The plaque below the sculpture reads: “To all Veterans, to our neighbors and friends, to the men and women who served in every branch of the Armed Forces in time of war or peace, we dedicate this memorial. Remembered here before us are brave veterans from World War II, Korea, Vietnam, and the Persian Gulf conflicts. United by love of country and service to each other we celebrate our ethnic diversity as we salute each individual’s victory of courage over fear and hardship. We will not forget our comrades who died.”
As I stood in front of the memorial, a man approached me with a big smile on his face. He asked me if my sister was in the car down the street. I told him she was, and he said, “She told me that I should have you take my picture in front of the memorial.” I must admit that I was a bit confused at first.
He told me his name was Mark and that he was a veteran who had served in the Persian Gulf War and that he had suffered injuries and was a Purple Heart recipient. So I told him to stand in front of the sculpture and as I snapped a couple of pictures, he held up his hand and sang some kind of marching tune.
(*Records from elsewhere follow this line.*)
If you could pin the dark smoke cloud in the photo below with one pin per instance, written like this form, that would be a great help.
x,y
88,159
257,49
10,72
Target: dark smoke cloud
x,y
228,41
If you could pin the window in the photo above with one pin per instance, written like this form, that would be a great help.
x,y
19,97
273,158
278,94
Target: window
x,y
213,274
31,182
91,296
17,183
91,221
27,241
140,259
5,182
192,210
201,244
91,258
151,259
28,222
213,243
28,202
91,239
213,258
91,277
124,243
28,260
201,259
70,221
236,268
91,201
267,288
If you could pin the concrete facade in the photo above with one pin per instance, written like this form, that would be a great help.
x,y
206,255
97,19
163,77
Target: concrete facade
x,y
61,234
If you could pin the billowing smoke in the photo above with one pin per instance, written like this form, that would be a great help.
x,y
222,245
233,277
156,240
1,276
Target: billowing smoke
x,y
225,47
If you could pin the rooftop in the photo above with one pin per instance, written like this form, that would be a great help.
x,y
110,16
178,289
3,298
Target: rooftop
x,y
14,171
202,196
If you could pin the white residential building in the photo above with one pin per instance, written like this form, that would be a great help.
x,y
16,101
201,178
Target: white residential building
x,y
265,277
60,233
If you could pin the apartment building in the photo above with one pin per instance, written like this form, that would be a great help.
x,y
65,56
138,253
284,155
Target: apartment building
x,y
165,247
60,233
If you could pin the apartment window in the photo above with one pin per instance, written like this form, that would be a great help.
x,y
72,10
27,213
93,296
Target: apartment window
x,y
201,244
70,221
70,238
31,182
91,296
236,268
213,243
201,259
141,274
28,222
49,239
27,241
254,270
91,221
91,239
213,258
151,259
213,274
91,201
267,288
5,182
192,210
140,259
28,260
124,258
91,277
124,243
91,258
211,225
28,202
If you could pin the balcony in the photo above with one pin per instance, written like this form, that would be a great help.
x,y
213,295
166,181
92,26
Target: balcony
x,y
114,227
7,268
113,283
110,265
I only wish I would have thought to take a video.
When the photo session was finished, Mark told me that everyone called him Smiley, which was a great name for him because he had been smiling the whole time. He said everyone at the Veterans Memorial Hall knew him. Then he told me it was his birthday that day and he was wondering if I could spare a little change because he was on a mission to collect enough change to maybe get a motel room for the night and “watch a little TV.” He said he needed only another $13 to make that dream come true.
I wished him a Happy Birthday and told him I didn’t have any change on me, but if he wanted to walk back to the car with me, I would give him something. On the way back to the car, he told me that he was homeless because the injuries he had suffered in the war made it hard for him to work. I could see that he was having trouble with his feet and with his eyes.
When we got back to the car, I put my equipment away and Mark continued to talk. He gave Ruth and me his full name and rank and then talked about the war and the injuries he had suffered. As he talked, I grabbed a small notebook and wrote down some notes. Of course, I couldn’t help but wonder about the truth of all this, but it didn’t really matter.
Here was a fellow human being a little down on his luck, but still as good-natured as could be and who had such hope that by nightfall he could collect enough change to get a cheap motel room with a TV.
I reached for my wallet and took out a $20 bill. I handed it to Mark and said, “Happy Birthday, Mark. Get yourself some lunch and enjoy that motel room tonight. He looked at the money in his hand and tears filled his eyes. Then he hugged me and said, “No one has ever been this kind to me. Thank you so much.” As he headed down the street, Ruth told me that all he had asked her for was a penny. And then we laughed as we heard him say, “Now I can even get some chips!”
Whether you do it in person or through email, text, or social media, give a GI a hug!